The Sheepshanks Equatorial Telescope was a 6.7 in aperture refracting telescope installed in 1838 at the Royal Observatory in Greenwich. The telescope was donated to the observatory by the astronomer Richard Sheepshanks. The telescope had a doublet objective lens made by Cauchoix of Paris. Originally it was mounted on a clockwork driven equatorial mounting by the Grubb Telescope Company on a stone pillar.

From 1835 to 1963 it was mounted in Greenwich Observatory's Sheepshanks Dome (located between the later Great Equatorial Building and the Prime Meridian); from 1963 to 1982 it was mounted in the Altazimuth Pavilion. In the early 1980s it was placed in storage.

The focal length of the telescope has been quoted as 6 ft 2+1/2 in in one source, but according to another it is 8 ft 2 in. The telescope tube was made of wood.

An 1840 report from the Observatory noted of the new Sheepshanks telescope:

The power and general goodness of this telescope make it a most welcome addition to the instruments of the observatory

Still in service over half a century later, an 1896 report by W. H. M. Christie had this to say about the Sheepshanks at that time:

Its definition is good: A small quantity of colour from the secondary spectrum, and a diffusion of light from brilliant objects, being the principal defects.

At one time the Sheepshanks refractor was the largest aperture telescope at Greenwich.

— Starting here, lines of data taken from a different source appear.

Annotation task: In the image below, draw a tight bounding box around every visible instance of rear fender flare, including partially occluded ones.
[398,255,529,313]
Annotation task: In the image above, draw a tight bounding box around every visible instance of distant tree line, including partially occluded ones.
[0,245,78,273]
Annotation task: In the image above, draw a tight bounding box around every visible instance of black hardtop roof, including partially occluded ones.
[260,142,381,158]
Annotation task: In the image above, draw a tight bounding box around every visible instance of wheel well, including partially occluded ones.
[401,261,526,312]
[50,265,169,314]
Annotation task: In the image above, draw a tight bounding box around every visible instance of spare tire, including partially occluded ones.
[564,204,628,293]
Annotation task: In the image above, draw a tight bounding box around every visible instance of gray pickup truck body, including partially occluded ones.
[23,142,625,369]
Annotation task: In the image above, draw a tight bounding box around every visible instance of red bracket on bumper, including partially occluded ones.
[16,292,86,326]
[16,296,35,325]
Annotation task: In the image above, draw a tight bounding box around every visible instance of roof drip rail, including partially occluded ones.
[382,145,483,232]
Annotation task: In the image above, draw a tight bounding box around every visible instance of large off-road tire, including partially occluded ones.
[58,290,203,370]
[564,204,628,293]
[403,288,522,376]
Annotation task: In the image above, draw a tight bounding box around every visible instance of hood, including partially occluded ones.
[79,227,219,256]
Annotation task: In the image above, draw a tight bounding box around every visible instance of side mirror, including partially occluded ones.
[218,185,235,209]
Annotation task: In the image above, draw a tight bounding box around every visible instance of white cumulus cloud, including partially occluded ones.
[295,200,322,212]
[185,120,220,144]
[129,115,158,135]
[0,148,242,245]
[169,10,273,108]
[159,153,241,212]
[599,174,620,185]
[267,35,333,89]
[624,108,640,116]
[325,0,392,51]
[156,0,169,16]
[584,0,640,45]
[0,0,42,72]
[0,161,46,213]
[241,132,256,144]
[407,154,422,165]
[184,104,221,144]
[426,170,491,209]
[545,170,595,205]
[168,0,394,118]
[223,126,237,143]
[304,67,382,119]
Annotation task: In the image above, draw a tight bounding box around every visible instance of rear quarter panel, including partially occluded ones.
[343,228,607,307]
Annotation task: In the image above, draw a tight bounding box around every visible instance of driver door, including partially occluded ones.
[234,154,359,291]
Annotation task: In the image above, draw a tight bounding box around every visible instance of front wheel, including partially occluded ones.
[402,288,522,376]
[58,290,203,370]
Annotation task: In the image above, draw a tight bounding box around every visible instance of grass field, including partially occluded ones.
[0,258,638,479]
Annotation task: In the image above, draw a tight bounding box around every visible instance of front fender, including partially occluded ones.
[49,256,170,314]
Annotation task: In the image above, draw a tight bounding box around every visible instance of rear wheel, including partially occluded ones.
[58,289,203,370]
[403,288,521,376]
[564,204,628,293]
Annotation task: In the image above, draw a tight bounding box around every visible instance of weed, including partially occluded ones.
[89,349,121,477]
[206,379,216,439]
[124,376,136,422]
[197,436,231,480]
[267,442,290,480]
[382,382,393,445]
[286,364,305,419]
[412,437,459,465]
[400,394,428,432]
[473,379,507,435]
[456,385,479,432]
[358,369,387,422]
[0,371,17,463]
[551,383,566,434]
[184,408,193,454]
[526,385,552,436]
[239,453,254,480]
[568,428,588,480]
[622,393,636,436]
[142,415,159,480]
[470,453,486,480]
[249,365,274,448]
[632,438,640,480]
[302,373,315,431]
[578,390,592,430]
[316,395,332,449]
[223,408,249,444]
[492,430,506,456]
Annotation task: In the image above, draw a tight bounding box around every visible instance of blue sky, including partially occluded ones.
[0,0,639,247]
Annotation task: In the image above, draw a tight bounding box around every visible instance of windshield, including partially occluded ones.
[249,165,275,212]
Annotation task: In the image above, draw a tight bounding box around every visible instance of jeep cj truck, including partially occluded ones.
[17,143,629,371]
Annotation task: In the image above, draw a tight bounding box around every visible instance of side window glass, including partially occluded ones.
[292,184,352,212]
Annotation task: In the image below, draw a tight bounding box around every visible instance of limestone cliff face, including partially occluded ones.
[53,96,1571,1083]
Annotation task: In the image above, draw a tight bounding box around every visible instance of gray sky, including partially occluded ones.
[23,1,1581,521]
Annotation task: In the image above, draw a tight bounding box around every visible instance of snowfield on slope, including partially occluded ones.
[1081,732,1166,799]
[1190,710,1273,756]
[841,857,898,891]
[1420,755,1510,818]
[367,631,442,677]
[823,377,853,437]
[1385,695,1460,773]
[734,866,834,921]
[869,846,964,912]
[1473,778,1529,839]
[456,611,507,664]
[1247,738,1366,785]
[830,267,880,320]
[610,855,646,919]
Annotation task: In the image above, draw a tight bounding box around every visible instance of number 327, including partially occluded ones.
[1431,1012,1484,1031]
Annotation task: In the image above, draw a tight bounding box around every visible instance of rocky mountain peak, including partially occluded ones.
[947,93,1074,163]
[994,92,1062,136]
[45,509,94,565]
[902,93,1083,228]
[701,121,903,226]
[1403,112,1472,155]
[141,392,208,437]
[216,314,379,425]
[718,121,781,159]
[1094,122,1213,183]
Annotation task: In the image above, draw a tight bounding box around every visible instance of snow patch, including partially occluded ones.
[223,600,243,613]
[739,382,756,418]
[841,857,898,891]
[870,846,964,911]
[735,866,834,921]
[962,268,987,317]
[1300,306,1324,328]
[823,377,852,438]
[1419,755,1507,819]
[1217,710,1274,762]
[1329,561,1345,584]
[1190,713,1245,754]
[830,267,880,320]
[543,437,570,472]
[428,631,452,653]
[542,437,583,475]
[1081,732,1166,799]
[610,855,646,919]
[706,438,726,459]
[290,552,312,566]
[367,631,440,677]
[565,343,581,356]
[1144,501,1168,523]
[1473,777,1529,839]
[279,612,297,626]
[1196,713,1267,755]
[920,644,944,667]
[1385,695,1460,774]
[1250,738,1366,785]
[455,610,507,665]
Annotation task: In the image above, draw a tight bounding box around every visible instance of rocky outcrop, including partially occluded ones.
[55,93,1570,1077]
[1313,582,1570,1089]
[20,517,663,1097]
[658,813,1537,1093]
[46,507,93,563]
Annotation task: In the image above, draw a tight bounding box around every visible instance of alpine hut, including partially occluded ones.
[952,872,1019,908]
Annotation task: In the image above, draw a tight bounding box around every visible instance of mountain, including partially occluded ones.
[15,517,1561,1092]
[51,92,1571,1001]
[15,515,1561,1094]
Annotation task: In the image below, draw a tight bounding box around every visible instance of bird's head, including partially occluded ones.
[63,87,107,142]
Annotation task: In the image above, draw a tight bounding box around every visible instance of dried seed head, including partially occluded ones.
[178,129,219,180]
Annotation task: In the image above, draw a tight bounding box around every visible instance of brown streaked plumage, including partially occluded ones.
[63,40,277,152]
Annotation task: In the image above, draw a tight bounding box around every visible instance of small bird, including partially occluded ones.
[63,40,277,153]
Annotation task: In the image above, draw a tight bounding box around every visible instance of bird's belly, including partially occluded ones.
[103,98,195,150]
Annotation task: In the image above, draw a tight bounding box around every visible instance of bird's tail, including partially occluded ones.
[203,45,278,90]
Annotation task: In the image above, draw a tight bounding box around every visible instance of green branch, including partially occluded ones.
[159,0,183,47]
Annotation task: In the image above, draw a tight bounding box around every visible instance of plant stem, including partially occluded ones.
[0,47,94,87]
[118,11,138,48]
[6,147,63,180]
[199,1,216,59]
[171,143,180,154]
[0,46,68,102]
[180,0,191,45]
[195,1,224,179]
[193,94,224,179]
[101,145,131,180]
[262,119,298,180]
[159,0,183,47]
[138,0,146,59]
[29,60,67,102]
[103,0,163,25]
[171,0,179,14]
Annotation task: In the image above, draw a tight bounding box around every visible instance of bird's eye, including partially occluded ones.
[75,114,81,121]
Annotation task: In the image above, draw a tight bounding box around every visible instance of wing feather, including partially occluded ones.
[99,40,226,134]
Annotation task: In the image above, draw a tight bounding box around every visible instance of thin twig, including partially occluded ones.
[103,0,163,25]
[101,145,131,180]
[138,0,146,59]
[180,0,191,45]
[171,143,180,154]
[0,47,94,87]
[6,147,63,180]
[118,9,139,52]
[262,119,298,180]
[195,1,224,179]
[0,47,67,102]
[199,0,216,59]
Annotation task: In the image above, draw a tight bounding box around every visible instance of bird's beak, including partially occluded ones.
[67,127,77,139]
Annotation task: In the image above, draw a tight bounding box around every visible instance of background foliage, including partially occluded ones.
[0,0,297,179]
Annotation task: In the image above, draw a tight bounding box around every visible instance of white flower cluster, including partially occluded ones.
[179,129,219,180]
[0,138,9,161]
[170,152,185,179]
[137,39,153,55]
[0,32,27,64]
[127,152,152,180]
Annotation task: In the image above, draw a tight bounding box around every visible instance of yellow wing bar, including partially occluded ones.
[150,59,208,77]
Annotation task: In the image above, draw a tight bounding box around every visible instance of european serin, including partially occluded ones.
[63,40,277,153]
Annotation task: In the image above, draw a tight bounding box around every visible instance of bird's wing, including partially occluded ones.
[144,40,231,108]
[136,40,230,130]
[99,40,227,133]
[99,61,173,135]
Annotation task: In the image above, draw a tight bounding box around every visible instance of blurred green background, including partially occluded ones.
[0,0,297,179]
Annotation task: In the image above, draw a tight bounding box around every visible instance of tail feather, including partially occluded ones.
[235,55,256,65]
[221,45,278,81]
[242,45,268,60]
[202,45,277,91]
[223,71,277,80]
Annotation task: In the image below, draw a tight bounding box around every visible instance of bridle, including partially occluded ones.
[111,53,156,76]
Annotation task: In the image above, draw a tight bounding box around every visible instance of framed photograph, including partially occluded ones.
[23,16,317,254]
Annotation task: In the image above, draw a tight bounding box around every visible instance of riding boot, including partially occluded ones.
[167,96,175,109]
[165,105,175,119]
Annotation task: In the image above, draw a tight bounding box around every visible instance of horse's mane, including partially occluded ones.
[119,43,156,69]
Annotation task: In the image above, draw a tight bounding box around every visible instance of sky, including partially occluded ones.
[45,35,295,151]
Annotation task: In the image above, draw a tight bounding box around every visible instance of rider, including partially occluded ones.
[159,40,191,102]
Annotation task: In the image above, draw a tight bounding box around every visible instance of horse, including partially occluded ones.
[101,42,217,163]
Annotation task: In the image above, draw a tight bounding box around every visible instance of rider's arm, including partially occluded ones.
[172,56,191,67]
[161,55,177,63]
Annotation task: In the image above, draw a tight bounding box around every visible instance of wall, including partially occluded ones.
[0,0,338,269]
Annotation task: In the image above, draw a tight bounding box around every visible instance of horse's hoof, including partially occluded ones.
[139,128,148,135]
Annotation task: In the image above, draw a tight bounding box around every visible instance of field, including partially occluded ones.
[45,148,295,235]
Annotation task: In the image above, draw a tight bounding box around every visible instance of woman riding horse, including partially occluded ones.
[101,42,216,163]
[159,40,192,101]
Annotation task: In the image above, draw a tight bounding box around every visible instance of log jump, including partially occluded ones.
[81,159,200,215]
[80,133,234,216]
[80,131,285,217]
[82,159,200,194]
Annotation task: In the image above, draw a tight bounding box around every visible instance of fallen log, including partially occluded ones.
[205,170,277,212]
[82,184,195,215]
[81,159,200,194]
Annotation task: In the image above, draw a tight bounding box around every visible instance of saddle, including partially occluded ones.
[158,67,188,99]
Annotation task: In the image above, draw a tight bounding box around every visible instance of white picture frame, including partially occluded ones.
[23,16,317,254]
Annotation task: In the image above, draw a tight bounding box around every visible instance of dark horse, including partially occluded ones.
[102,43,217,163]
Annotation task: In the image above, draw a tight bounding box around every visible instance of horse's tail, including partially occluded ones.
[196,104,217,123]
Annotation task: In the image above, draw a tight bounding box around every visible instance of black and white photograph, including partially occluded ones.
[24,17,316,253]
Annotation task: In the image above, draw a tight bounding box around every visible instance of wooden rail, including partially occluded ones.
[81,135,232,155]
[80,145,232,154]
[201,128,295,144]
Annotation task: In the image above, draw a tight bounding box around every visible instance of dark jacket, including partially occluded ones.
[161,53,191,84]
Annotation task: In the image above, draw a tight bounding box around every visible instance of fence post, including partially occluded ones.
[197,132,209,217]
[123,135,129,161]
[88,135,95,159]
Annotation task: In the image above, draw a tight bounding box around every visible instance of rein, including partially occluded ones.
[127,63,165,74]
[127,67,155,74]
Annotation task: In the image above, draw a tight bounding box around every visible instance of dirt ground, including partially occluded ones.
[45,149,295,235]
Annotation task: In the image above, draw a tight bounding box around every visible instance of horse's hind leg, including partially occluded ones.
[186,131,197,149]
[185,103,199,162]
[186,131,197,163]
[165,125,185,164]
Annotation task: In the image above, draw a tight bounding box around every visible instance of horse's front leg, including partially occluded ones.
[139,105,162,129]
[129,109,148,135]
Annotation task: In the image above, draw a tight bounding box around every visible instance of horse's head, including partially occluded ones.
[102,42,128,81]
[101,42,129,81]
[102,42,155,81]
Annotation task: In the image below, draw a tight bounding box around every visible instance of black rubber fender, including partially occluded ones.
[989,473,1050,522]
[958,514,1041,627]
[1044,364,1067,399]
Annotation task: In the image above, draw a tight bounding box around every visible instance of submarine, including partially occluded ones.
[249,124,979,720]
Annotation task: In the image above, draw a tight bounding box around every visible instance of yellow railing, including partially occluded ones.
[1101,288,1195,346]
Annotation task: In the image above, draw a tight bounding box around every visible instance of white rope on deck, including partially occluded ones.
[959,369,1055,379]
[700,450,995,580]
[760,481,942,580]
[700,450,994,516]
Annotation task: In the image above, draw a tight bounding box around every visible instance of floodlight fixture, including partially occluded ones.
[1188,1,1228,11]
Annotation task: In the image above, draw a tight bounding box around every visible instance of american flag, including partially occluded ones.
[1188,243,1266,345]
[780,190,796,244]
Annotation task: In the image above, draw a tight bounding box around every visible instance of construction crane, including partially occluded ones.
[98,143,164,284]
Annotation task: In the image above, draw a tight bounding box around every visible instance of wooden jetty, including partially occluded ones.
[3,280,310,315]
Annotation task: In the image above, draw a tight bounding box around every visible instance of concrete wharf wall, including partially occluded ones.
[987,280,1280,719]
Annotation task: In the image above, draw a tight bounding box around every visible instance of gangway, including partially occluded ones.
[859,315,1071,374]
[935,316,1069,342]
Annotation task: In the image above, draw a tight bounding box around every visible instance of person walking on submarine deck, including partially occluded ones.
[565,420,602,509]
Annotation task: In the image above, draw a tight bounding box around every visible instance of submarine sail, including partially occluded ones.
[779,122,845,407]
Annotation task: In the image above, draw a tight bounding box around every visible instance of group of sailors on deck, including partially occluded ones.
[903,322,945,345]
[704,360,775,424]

One of the instruments for the telescope was a wire micrometer.

== Observations ==
One of its observations was of Comet Encke. The Sheepshanks was used to observe the Moon occulting stars in 1905. Some of the stars that were observed include Bradley 687, 130 Tauri, and 26 Geminorum- among others.

In addition to the occultation of stars by the Moon, the Sheepshanks equatorial is also reported to have been used to observe the moons of Jupiter.

== Disambiguation ==
There are other telescopes bearing the name Sheepshanks, for example the Sheepshanks telescope No 3; this was a telescope of 4.6 inches aperture and 5 feet of focal length, used with a spectroscope in the 1860s. There was also a Sheepshanks telescope at Cambridge, completed in 1898.